Although colleges do not consider your PSAT scores for college admissions, they are interested in seeing whether or not you were recognized as a National Merit Scholar or Commended Scholar.
“Duke TIP talent search helps gifted students and their families find out how advanced the students’ abilities truly are. Traditional testing often fails to measure the variation among many gifted students who reach the upper limits of scoring on grade-level exams. By taking advanced above-level (at least two years above a student’s current grade placement) testing through Duke TIP’s talent searches, gifted students and their families gain a far better understanding of where the student stands in relation to his/her gifted peers and what level of educational challenge is appropriate. Taking the SAT or ACT in seventh grade gives students a chance to practice and become familiar with the exams that play a major role in college admissions. Students’ early experience with the college entrance exam is helpful in preparing them to take it in high school. All talent search participants receive resources and publications to assist the student’s educational growth.”
Excerpt from Duke TIP website. For more information on the Duke TIP Program, visit www.tip.duke.edu.

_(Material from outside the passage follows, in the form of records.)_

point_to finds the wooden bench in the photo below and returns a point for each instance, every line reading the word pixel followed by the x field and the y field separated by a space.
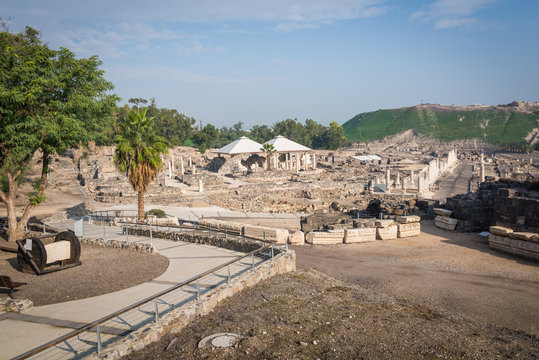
pixel 5 281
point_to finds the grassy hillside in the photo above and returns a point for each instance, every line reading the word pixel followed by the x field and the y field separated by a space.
pixel 494 125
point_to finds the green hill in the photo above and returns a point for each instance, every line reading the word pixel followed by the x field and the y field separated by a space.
pixel 494 124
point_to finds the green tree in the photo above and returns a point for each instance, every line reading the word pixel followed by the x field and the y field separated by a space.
pixel 49 102
pixel 138 153
pixel 269 149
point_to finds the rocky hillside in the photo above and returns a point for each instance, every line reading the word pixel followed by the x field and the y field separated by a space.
pixel 499 124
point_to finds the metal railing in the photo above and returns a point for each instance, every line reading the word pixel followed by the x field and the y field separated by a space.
pixel 121 323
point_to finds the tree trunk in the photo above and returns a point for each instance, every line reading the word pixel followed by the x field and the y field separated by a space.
pixel 140 207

“The Texas Academy of Mathematics and Science (TAMS) is a two-year residential early college entrance program serving approximately 400 students at the University of North Texas in Denton, Texas. It is a member of the National Consortium for Specialized Secondary Schools of Mathematics, Science and Technology. Each year TAMS admits approximately 200 new students gifted in mathematics and science following their 10th grade year of high school. These students are entered into full-time college studies alongside traditional college students and proceed to earn two years of college credit that is transferable in some situations while at the same time completing curriculum to qualify for a high school diploma. Typical TAMS students receive both a high school diploma and more than 60 college credits, allowing them to enter university with enough credit to qualify as a junior. TAMS encourages a strong sense of community and esprit de corps among its students. Class rings, for example, are presented from second-year students to first-year students in a ceremony early in the school year. All students live together in McConnell Hall, a separate dormitory building from the main university population. A limited number of classes are open only to TAMS students.”
Excerpt from TAMS website. For more information on the TAMS Program, visit www.tams.unt.edu.
“The Education Program for Gifted Youth (EPGY) at Stanford University is a continuing project for developing and offering multimedia computer-based distance-learning courses. This program combines the technical and instructional expertise to provide an individualized educational experience to students of all ages. This program offers courses in different subjects from kindergarten through advanced undergraduate levels. The EPGY Program offers distance-learning courses as well as residential summer programs for ages 5 and older. The EPGY Distance-Learning Courses use the computer as an instructional resource to teach students in a virtual classroom session. The EPGY Summer Programs provide opportunities to students to interact with other students with similar interests and abilities. Students also are provided with opportunities to take course that are not generally offered as part of their curriculum.”